Venerdì 18 Agosto 2017 di Mimmo Ferretti
Calciomercato, vie di fuga verso il futuro
ROMA Nel suo essere scorretto, Emerson Ferreira da Rosa, detto il Puma, paradossalmente nel 2004 fu corretto. Il brasiliano, che aveva già un accordo con la Juventus, il 13 luglio di quell'anno non si presentò al raduno della Roma di Cesare Prandelli facendosi sostituire da un certificato medico: depressione. Morale della favola, la Roma - che l'aveva ceduto al Real Madrid - fu costretta a venderlo alla Vecchia Signora di Luciano Moggi. Ripensandoci, le fughe di questi giorni, con giocatori che scompaiono dai radar senza neppure lasciare un bigliettino per spiegare l'addio, fanno sorridere. Volete mettere un certificato medico rispetto al nulla? Altra classe. È proprio vero che non ci sono più i giocatori di una volta. Prendete Kalinic: da una vita si sa che Vincenzo Montella lo vorrebbe al Milan, ma la Fiorentina fa muro. E, allora, il croato scappa, si nasconde, si nega al suo datore di lavoro, punta i piedi, scrivevano i cronisti di una volta, perché a Firenze non ci vuole più stare.
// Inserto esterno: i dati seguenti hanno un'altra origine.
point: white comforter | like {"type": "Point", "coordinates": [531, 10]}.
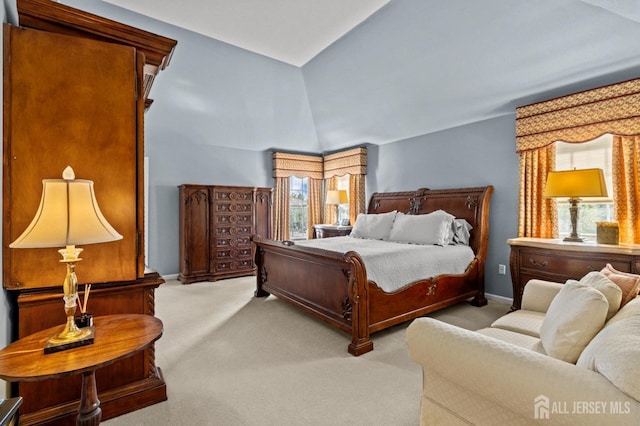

Capricci da milioni di euro in più, per lui e per il suo ingegnoso agente. Perchè, come spesso capita nella vita di tutti i giorni, piuttosto che affrontare il problema si sceglie la via della fuga. Si sceglie di non affrontare il problema, tentando di aggirarlo. Tu non mi cedi? E io con te non gioco più, pappappero pappappà... Roba da bambini viziati, giusto?
PORTAFOGLIO E RICONOSCENZA
Qualche giorno fa, Spinazzola, uno che deve tanto se non tutto all'Atalanta, ha voltato le spalle alla Dea. Vuole la Juventus e basta. E, visto che a Bergamo da quell'orecchio non ci sentono, fuga. Via. Non gioco più, me ne vado... come cantava Mina. Ma la riconoscenza, si sa, non è di questo mondo. Quello del pallone, intendiamo. Del resto, che cos'è la riconoscenza di fronte alla possibilità di ingrassare il proprio conto in banca? Nulla. La conferma indiretta che il coltello dalla parte del manico ce l'hanno i calciatori. O meglio, i loro procuratori che sentono di poter fare come vogliono e con chi vogliono. Anche perchè ci sono tanti (troppi) presidenti che glielo fanno fare. Una sorta di Far West a nove zeri, con rispetto minimo della parola e dei contratti, sempre più ridotti a carta straccia. Kondogbia, eccone un altro, si è promesso al Valencia pur avendo un accordo pluriennale con l'Inter: e che problema c'è? Non mi presento all'allenamento e, oplà, les jeux sont faits. Ha voglia l'Inter a fare la faccia cattiva, a minacciare il mondo: il francese andrà in Spagna. Come da copione. E, allora, viene il sospetto che talvolta i dirigenti dei club lascino fare, come se fosse una prassi consolidata, un metodo di lavoro. Tanto una volta tocca a te essere incudine, ma un'altra sei martello. Perché nel mondo del calcio tutti sanno tutto di tutti. E, per questo, alcune volte conviene far finta di essere tonti.
VIVA LA FACCIA
Il laziale Keita, come il romanista Emerson nel 2004, si è promesso alla Juve e rifiuta tutto il rifiutabile. E, ovviamente, non si presenta a Formello. Lotito controlla, come può. Dembelé, che vuole il Barcellona, scappa da Dortmund, si dà alla macchia e ricompare solo per dettare condizioni. Tutto molto bello, direbbe il maestro Pizzul.
Viva la faccia, allora, di chi ci mette la faccia. Chi magari se ne vuole andare, lo dice ma continua ad onorare la maglia e a meritarsi fino all'ultimo giorno lo stipendio. Un nome? Per il momento, scusate, non ce ne viene in mente neppure uno. Forse perchè non li hanno ancora inventati.